9. Advertisement Requirements for Special Food

In order to address consumer confusion surrounding the false claims often made in advertising within the health food industry in China, the provisional rules on the Examination of Health Food Advertisements stipulates that health food can only advertise functions evaluated by CFDA labs. No arbitrary expansion of functional scope is allowed. Advertising claims based on feudal superstition is not allowed.

Advertisers must first apply for provincial-level FDA approval before releasing any health food advertisements.

Find more information in Knudsen&Co’s presentation on the New Food Safety Law, given at a Citigroup educational business event held in Melbourne and Sydney, Australia.

IMPLICATIONS OF THE NEW HEALTH FOOD SAFETY lAW

Increased food safety regulation is part of an effort by the Chinese government to attract foreign companies who already enforce food safety requirements within their own practices to the Chinese market.
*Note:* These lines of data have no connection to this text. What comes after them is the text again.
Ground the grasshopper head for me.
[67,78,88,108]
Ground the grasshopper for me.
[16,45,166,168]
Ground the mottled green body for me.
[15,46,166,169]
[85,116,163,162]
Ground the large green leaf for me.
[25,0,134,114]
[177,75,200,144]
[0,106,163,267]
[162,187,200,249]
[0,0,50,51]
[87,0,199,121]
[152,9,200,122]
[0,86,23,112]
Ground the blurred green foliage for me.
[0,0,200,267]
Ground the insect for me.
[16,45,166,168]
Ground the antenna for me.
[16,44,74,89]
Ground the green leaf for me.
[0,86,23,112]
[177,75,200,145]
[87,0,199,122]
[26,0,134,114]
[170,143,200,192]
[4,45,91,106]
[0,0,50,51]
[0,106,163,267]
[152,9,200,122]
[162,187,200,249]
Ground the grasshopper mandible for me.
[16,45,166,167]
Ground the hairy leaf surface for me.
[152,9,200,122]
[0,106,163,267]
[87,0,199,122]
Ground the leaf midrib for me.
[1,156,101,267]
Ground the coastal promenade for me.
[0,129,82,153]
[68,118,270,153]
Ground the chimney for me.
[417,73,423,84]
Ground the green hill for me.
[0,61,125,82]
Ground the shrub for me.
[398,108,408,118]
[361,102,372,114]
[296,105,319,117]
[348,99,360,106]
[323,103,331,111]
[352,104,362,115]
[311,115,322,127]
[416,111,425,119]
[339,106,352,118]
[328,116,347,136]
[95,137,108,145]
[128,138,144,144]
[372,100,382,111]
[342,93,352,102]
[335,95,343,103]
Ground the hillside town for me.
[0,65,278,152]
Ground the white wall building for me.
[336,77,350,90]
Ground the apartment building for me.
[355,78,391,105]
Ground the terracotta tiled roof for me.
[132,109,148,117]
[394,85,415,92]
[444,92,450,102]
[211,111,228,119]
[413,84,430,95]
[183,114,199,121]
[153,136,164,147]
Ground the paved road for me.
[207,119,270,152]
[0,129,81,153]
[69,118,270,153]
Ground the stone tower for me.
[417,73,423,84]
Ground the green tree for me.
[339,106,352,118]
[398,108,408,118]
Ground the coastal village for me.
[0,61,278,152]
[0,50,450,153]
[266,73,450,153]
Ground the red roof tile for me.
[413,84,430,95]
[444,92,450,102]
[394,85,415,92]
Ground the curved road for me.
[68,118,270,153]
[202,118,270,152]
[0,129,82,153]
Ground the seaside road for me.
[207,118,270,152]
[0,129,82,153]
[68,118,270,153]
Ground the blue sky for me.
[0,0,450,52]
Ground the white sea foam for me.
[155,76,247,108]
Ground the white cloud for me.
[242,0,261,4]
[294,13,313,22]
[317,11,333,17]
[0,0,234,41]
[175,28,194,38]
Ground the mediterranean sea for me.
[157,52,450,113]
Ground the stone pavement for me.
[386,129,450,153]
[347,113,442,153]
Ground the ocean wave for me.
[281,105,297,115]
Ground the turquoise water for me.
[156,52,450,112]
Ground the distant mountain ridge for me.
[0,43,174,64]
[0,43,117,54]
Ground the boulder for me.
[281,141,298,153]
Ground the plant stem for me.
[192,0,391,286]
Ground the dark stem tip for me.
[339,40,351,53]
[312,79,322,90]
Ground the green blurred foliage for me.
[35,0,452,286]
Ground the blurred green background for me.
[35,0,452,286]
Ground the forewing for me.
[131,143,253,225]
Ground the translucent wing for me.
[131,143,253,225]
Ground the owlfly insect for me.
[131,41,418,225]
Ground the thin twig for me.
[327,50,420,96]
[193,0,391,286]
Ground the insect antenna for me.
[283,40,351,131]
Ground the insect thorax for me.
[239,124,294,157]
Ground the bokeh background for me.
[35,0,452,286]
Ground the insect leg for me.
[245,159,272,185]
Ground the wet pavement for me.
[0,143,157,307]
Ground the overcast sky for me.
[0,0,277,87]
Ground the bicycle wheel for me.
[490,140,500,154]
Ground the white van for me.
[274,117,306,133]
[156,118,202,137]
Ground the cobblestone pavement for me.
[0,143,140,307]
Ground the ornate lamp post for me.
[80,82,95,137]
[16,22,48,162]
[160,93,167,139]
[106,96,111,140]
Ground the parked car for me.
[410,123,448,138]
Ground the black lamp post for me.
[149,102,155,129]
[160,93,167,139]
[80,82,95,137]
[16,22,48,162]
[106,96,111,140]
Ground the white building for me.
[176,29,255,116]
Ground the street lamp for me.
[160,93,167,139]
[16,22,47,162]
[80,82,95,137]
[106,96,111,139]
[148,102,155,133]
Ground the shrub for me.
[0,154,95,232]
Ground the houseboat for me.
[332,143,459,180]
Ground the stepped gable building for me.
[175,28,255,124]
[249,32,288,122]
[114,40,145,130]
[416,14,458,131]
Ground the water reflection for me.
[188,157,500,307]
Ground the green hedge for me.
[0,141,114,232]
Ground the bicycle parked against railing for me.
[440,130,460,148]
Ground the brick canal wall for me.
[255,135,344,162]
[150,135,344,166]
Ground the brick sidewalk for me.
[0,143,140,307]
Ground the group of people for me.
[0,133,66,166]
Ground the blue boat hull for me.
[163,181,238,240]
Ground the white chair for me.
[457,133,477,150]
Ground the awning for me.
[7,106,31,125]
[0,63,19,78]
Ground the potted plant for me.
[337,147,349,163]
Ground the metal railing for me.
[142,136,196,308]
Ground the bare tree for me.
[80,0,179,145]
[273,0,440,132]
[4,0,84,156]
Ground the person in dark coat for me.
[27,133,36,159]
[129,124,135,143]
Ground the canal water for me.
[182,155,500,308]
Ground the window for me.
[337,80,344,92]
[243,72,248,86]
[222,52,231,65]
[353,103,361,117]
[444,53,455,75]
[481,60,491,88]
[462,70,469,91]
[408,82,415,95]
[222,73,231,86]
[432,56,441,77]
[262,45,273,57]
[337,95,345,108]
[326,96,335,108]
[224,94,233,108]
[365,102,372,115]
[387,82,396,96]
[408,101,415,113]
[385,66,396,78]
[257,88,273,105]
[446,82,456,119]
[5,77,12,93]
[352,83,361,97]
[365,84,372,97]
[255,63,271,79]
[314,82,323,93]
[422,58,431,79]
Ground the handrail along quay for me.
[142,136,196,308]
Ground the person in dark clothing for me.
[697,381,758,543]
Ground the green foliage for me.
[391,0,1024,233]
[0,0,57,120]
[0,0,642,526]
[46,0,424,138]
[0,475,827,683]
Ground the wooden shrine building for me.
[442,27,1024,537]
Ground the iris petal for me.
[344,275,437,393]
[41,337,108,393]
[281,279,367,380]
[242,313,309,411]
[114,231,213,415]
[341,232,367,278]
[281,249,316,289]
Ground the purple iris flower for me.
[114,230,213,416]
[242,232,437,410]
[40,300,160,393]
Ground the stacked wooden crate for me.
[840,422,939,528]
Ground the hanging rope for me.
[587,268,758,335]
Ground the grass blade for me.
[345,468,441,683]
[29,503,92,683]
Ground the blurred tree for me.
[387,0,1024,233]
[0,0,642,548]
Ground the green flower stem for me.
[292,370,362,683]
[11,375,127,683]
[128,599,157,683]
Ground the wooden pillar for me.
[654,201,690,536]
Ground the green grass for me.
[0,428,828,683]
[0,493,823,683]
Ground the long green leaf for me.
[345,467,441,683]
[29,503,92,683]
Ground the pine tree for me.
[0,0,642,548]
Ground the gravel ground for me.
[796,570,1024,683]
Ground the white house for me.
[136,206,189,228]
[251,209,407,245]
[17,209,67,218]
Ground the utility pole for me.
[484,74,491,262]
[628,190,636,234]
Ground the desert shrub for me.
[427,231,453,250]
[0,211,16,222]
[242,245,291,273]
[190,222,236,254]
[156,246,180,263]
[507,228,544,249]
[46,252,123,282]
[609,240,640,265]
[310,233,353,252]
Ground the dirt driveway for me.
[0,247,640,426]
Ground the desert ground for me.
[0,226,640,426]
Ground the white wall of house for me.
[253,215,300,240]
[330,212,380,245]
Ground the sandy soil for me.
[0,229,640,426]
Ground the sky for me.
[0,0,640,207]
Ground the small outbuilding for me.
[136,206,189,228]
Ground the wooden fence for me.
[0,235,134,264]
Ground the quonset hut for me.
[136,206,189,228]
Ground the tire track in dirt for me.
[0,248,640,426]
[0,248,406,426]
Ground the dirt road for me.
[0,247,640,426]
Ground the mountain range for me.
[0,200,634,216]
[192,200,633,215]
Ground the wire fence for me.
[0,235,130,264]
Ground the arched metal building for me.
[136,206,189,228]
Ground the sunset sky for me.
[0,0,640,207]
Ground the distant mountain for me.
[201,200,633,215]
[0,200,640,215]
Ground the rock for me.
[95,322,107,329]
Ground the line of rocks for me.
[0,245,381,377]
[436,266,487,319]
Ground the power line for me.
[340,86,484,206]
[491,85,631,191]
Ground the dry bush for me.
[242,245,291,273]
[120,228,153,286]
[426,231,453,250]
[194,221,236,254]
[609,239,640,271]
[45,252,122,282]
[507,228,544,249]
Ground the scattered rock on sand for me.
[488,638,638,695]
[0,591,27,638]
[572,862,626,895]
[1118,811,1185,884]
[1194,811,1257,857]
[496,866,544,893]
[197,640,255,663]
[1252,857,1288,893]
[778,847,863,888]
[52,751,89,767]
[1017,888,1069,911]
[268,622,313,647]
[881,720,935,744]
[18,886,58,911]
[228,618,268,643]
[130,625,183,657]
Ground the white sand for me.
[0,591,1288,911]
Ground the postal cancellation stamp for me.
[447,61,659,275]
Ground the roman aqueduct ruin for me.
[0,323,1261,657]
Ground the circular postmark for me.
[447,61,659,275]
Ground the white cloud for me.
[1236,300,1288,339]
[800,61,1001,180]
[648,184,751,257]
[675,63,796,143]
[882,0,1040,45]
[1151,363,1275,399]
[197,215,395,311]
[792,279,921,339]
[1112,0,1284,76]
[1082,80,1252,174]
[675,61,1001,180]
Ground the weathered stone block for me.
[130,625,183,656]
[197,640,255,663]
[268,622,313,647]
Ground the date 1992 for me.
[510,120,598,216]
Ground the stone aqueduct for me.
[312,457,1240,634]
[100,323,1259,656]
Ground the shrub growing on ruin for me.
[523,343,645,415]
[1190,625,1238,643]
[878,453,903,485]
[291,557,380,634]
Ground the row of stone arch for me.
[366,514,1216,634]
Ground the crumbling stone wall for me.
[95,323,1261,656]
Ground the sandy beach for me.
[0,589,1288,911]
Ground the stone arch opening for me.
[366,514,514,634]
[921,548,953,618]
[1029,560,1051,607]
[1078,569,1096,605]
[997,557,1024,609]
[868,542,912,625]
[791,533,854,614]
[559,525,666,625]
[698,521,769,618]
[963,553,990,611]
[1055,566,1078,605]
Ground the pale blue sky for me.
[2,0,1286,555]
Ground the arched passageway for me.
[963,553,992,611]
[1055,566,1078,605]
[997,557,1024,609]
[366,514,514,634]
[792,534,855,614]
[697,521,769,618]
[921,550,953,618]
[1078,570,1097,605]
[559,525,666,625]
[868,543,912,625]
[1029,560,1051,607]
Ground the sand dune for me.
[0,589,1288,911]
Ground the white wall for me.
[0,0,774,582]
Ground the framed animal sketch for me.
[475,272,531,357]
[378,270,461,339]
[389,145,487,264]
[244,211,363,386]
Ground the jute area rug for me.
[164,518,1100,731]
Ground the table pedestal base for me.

Brands with offering these selling points can expect a better market place for their products and increased consumer awareness concerning food safety and quality.

As consumers become more accustomed to the new food safety regulations, companies will also begin to see improved communication between users and producers. Customers will start to regain their trust in the claims advertised by food in China.

The heavy regulation of the market translates to limited accessibility for producers. Only medium and large foreign companies will be able to comply with the expensive and time consuming regulatory requirements. This is especially true for heavily regulated industries like health food and infant formula.

As a result, activity in grey markets like daigou trade or smuggling will increase as the regulations are enforced in the coming year, until the government is able to crack down on illegal purchasing.

KNUDSEN&Co RECOMMENDATIONS

Even though the process can appear daunting, Knudsen&Co recommends full compliance with the New Food Safety Regulations. As one of the world’s largest consumer markets, China is much too important for western companies to ignore. Compliance with the new regulations will increase consumer trust, and therefore demand, in healthy products. The industry will only grow as a result, offering a multitude of opportunities for foreign companies.